- Rodionov in 1939

Chairman of the Council of Ministers of the Russian SFSR
- In office 23 March 1946 – 9 March 1949
- President: Nikolai Shvernik Ivan Vlasov
- Preceded by: Alexei Kosygin
- Succeeded by: Boris Chernousov

Personal details
- Born: 25 October 1907 Ratunino, Makaryev Uyezd, Nizhny Novgorod Governorate, Russian Empire
- Died: 1 October 1950 (aged 42) Leningrad, Russian SFSR, Soviet Union
- Resting place: Levashovo Memorial Cemetery
- Party: All-Union Communist Party (Bolsheviks) (1929–1949)

= Mikhail Rodionov =

Russian politician (1907–1950)

Mikhail Ivanovich Rodionov (Михаи́л Ива́нович Родио́нов; – 1 October 1950) was a Soviet-Russian statesman who, from 1946 to 1949, was the Chairman of the Council of Ministers of the Russian SFSR. He was purged during the Leningrad affair.

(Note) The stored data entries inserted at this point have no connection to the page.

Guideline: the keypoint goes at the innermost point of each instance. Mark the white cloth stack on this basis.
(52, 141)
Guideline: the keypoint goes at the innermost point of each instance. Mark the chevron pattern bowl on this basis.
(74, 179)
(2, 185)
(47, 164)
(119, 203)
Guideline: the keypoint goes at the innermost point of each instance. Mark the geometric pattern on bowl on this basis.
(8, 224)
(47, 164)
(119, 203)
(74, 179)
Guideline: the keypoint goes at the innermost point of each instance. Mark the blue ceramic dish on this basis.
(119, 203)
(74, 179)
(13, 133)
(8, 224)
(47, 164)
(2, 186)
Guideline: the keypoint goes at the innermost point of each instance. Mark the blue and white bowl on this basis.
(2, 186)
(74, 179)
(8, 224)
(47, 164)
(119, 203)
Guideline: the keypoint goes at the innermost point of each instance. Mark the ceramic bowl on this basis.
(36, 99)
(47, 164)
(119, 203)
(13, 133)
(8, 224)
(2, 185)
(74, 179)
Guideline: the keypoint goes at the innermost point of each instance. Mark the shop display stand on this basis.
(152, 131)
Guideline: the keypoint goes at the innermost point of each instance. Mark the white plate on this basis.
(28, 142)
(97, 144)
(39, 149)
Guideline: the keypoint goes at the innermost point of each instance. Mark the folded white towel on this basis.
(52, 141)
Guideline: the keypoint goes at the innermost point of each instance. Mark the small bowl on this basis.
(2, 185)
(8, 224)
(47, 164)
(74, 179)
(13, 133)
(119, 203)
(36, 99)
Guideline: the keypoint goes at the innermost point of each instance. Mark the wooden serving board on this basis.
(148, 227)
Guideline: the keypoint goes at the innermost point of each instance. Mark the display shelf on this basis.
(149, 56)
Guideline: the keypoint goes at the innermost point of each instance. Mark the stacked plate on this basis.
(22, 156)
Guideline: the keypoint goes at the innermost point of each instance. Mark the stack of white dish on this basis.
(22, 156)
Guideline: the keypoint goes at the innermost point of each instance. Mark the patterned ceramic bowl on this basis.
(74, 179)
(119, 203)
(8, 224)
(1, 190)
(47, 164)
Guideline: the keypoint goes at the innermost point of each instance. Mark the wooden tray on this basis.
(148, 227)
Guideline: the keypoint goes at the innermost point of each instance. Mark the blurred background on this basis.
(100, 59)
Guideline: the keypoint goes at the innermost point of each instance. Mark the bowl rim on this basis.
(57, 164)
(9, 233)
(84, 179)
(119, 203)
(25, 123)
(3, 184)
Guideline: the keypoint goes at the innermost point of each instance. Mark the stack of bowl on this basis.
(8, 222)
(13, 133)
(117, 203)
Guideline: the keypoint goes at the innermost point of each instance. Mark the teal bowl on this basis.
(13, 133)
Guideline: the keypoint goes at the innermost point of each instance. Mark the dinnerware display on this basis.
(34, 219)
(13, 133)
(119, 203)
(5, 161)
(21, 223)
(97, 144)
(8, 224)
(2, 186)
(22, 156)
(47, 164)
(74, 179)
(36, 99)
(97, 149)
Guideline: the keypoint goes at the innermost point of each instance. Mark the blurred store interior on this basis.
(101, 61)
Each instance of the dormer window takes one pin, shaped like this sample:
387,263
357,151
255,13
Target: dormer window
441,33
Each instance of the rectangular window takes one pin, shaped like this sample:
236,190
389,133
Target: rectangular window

He created a proposal for a new state flag of the RSFSR, but it was rejected. It consisted of a traditional Russian tricolour flag with a hammer and sickle in the middle. Together with Nikolai Voznesensky, he was sentenced to death in 1950 based on accusations of embezzlement from the Soviet State budget for "unapproved business in Leningrad", which was labeled anti-Soviet treason, at the Leningrad Affair case. He was a close companion of Alexei Kosygin.